I definitely share your worries when it comes to Maya interacting with other kids. I know it's not possible to ensure that she never feels rejection, but I would so love to protect her from ever feeling that hurt. It is true, though, that so often at this age it seems like just following another child around is enough to make them a "friend", so that's been a relief to me so far. But yeah, eventually I know she'll become aware of unkindness...and I'm not looking forward to that at all. :(
I think rejection is something everyone (even those who dish it out) have felt at sometime in their lives. Mine are too young to really know it, but I know how I will confront it when they ask about it. I want to teach them that no matter who rejects them they are to love them no matter what. That Jesus was rejected by his own people but that he still loved them enough to forgive them on the cross. And that as Jesus forgave them He also forgives us, even when we reject Him. My only goal in life is to teach my children that the only thing that matters is their relationship with Jesus and how they transmit that love to others. And hopefuly, even amongst rejection, they will still feel strong enough to continue to approach others with the Love that knows rejection all too well. So don't worry too much, but of course be there for them when it really affects them. I love how innocent children are and how they can just brush off anythign that hurts them, as long as they get a hug and kiss from mommy or daddy. - Great post!
Those are wonderful pictures - I love her little pigtails! :)
It is hard to see them put themselves out there and hope that the world (especially all of those other kids) will accept and embrace them. I tend toward the shy side myself and am constantly amazed by how social my girls are and how easily they run up to 'strange' children and ask to be friends. My oldest (her name is Abby, so I loved your 'Happy' story - that's just priceless!) tends to come on 'too strong' to other children and be rebuffed at times and fighting my urge to run out there and intervene is very difficult. She is just getting to the point now, at age 6, where she is starting to notice and be upset when this happens - especially since it doesn't tend to happen to her younger sister. The balance between being shy and being too outgoing is such a fine line - it's wonderful that your little one is so confident in herself and very awesome of you to be giving her so many opportunities to make new friends (and find great parks!). :)
I do a lot of soul searching at the playground, too, Corey. :)
I agree so much with Ingrid that it's because of Makenna's firm foundation in a loving environment at home that she has the courage to make friends wherever she is. I think that speaks VOLUMES about the way you are raising her, and I applaud you for that.
I love that she is learning it takes all kinds to make this world go 'round. Some people are friendly, some aren't, but you can still be who YOU are wherever you go. Love it.
And I LOVE THESE PICTURES! Every one of them - just darling.

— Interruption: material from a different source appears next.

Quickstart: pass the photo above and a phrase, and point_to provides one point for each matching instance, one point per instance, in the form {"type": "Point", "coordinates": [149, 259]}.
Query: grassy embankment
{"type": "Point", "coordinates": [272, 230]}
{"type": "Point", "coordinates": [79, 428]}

This post just makes me love you sooo much! (Not in a weird way~I promise!) As Moms, I just think we can all relate to the feelings you expressed so very well.

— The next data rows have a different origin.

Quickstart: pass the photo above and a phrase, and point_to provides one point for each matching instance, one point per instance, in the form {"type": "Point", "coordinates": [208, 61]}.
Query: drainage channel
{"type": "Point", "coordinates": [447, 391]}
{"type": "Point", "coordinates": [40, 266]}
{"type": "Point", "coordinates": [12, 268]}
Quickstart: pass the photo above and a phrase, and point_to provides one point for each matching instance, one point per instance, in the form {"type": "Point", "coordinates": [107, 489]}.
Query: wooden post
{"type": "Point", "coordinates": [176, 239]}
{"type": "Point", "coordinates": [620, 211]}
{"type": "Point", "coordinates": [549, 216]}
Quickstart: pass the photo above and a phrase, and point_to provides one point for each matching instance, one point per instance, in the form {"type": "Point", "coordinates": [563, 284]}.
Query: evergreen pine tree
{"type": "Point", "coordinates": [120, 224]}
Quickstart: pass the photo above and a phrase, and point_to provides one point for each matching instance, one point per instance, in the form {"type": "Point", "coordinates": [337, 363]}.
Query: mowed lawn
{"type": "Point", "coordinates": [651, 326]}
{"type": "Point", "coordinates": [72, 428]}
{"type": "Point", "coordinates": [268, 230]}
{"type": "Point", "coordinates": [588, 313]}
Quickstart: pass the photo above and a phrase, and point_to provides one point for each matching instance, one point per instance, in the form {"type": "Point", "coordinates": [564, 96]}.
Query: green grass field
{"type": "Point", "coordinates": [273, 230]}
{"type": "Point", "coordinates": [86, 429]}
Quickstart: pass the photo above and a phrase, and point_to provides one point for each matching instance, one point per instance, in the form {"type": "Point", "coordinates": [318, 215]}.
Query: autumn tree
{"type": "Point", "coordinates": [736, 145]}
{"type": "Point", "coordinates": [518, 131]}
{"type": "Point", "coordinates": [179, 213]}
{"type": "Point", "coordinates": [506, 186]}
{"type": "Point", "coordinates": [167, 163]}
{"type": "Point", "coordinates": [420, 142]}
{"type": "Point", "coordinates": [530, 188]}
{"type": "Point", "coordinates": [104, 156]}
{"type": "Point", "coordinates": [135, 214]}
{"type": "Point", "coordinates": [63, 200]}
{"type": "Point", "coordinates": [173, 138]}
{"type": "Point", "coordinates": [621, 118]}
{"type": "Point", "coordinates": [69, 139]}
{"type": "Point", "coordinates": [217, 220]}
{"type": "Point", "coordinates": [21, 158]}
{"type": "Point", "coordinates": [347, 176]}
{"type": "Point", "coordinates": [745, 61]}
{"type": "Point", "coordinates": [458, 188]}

About the contest thing~I DO have a business, and so my follow-up e-mail did share my site should anyone desire help with my product line, so it was seen as a marketing e-mail~which in a sense it was! I think taking the time to go to each blog individually says that you're WONDERFUL and would NOT be looked at in the same way.... (((((HUGS))))) sandi
Beautiful pics. You've got a great eye. I can relate to many of your feelings! Thanks for stopping by my blog and I'll be back!
I love that last picture and those PANTS! I want a pair for myself!
Beautiful Pictures! I really love your work!
You know, I am so worried about safety that I don't even think about my kids socializing with the other kids. With two little ones running in opposite directions, I am just happy if no one gets hurt or hurts another child!
I loved how you told the story while putting in pictures from Makenna playing on the playground. It was like we were reading your thoughts as you watched her play. Very nice.